MongoDB Query to Find Average Per Group Using Aggregation
Use the MongoDB aggregation pipeline with
$group and $avg operators like this: db.collection.aggregate([{ $group: { _id: "$groupField", averageValue: { $avg: "$valueField" } } }]) to find the average per group.Examples
Input[{ category: "fruit", price: 10 }, { category: "fruit", price: 20 }, { category: "vegetable", price: 30 }]
Output[{ _id: "fruit", averageValue: 15 }, { _id: "vegetable", averageValue: 30 }]
Input[{ type: "A", score: 50 }, { type: "A", score: 70 }, { type: "B", score: 90 }, { type: "B", score: 110 }]

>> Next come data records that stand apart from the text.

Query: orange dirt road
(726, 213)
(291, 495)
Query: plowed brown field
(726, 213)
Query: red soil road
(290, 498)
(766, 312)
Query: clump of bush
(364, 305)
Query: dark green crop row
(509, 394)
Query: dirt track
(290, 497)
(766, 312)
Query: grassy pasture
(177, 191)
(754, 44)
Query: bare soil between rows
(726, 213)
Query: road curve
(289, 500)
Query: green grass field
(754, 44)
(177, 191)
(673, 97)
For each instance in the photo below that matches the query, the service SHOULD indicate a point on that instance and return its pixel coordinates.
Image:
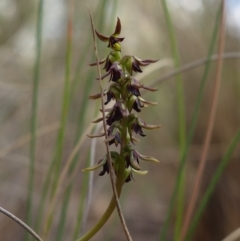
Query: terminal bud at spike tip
(121, 117)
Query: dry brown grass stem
(111, 171)
(203, 159)
(17, 220)
(26, 138)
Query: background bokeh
(145, 200)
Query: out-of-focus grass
(145, 33)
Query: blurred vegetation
(145, 201)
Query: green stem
(34, 113)
(181, 116)
(105, 216)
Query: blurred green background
(145, 200)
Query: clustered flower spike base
(122, 119)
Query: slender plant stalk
(213, 183)
(191, 130)
(111, 171)
(24, 225)
(105, 217)
(81, 118)
(34, 113)
(65, 107)
(181, 116)
(207, 140)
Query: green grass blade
(81, 204)
(34, 112)
(216, 176)
(57, 160)
(81, 118)
(63, 215)
(54, 167)
(191, 129)
(181, 115)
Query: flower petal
(95, 136)
(140, 172)
(146, 158)
(117, 28)
(93, 168)
(147, 102)
(102, 37)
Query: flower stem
(105, 216)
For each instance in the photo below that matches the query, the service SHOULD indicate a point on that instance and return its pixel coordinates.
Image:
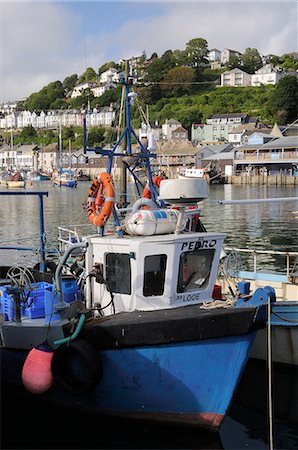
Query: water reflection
(270, 225)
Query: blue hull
(189, 383)
(72, 183)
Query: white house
(168, 127)
(111, 75)
(226, 55)
(80, 88)
(235, 77)
(101, 88)
(214, 55)
(267, 75)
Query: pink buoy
(37, 374)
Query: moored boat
(13, 180)
(132, 327)
(284, 315)
(64, 178)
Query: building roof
(172, 122)
(179, 130)
(250, 127)
(279, 143)
(226, 116)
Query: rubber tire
(50, 267)
(79, 355)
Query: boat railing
(70, 235)
(290, 267)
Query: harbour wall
(277, 180)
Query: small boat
(81, 176)
(136, 326)
(193, 173)
(211, 173)
(13, 180)
(64, 178)
(37, 176)
(235, 275)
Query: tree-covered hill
(181, 84)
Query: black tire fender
(77, 367)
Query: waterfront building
(267, 75)
(235, 77)
(274, 157)
(52, 119)
(169, 126)
(218, 127)
(226, 55)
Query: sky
(44, 41)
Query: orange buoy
(99, 208)
(37, 374)
(156, 182)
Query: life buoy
(145, 203)
(98, 208)
(156, 182)
(77, 367)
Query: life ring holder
(98, 207)
(143, 202)
(68, 358)
(156, 183)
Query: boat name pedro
(194, 245)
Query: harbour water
(26, 422)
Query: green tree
(107, 66)
(289, 62)
(28, 135)
(197, 52)
(234, 62)
(155, 71)
(70, 82)
(283, 102)
(95, 136)
(251, 60)
(178, 81)
(88, 76)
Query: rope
(218, 304)
(269, 362)
(283, 319)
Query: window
(118, 272)
(154, 275)
(194, 269)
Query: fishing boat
(248, 274)
(64, 178)
(37, 176)
(136, 326)
(13, 180)
(212, 173)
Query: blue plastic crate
(35, 304)
(7, 303)
(71, 292)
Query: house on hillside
(80, 88)
(267, 75)
(226, 55)
(180, 134)
(214, 55)
(241, 133)
(235, 78)
(168, 127)
(275, 157)
(218, 127)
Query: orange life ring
(98, 210)
(156, 182)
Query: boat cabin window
(118, 272)
(154, 275)
(194, 269)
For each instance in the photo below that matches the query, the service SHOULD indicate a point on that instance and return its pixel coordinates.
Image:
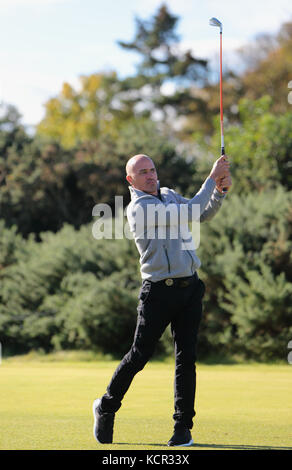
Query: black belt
(179, 281)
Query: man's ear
(129, 179)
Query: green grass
(46, 404)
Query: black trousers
(161, 305)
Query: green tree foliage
(259, 146)
(69, 291)
(271, 68)
(47, 185)
(247, 265)
(162, 62)
(83, 114)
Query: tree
(259, 146)
(79, 115)
(162, 63)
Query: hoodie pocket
(167, 258)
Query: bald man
(171, 292)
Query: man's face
(143, 175)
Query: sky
(45, 43)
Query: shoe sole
(187, 444)
(94, 406)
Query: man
(171, 290)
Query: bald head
(141, 173)
(132, 163)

Output[{ _id: "A", averageValue: 60 }, { _id: "B", averageValue: 100 }]
Input[]
Output[]
How to Think About It
To find the average per group, first decide which field you want to group by. Then, for each group, calculate the average of the target numeric field. MongoDB's aggregation framework lets you group documents by a field and apply the $avg operator to compute the average value within each group.
Algorithm
1
Identify the field to group documents by.2
Use the aggregation pipeline with a $group stage.3
In the $group stage, set _id to the group field.4
Use $avg to calculate the average of the target numeric field for each group.5
Return the grouped results with their average values.Code
mongodb
db.sales.aggregate([
{
$group: {
_id: "$category",
averagePrice: { $avg: "$price" }
}
}
])Output
[
{ "_id": "fruit", "averagePrice": 15 },
{ "_id": "vegetable", "averagePrice": 30 }
]
Dry Run
Let's trace the aggregation on a sample collection with documents having categories and prices.
1
Group documents by category
Group all documents with category 'fruit' together and those with 'vegetable' together.
2
Calculate average price per group
For 'fruit', average (10 + 20) / 2 = 15; for 'vegetable', average is 30.
| Category | Prices | Average Price |
|---|---|---|
| fruit | [10, 20] | 15 |
| vegetable | [30] | 30 |
Why This Works
Step 1: Grouping with $group
The $group stage collects documents sharing the same value in the specified field, here category.
Step 2: Calculating average with $avg
Within each group, $avg computes the mean of the price field values.
Alternative Approaches
Using Map-Reduce
mongodb
db.sales.mapReduce( function() { emit(this.category, this.price); }, function(key, values) { return Array.avg(values); }, { out: "average_prices" } )
Map-Reduce is more complex and slower than aggregation but can be used for custom calculations.
Using $group with $sum and $count
mongodb
db.sales.aggregate([
{
$group: {
_id: "$category",
total: { $sum: "$price" },
count: { $sum: 1 }
}
},
{
$project: {
averagePrice: { $divide: ["$total", "$count"] }
}
}
])Manually calculates average by dividing sum by count, useful if you want more control.
Complexity: O(n) time, O(k) space
Time Complexity
The aggregation scans all n documents once to group them, so time is O(n).
Space Complexity
Space depends on the number of groups k, as it stores intermediate results per group.
Which Approach is Fastest?
The aggregation pipeline with $group and $avg is faster and more readable than map-reduce.
| Approach | Time | Space | Best For |
|---|---|---|---|
| Aggregation $group + $avg | O(n) | O(k) | Simple average per group, best performance |
| Map-Reduce | O(n) | O(k) | Complex custom calculations, slower |
| Aggregation $group + $sum/$count | O(n) | O(k) | Manual average calculation, more control |
Always use the aggregation framework's $group and $avg operators for efficient average calculations per group.
Beginners often forget to set the _id field in $group, which is required to specify the grouping key.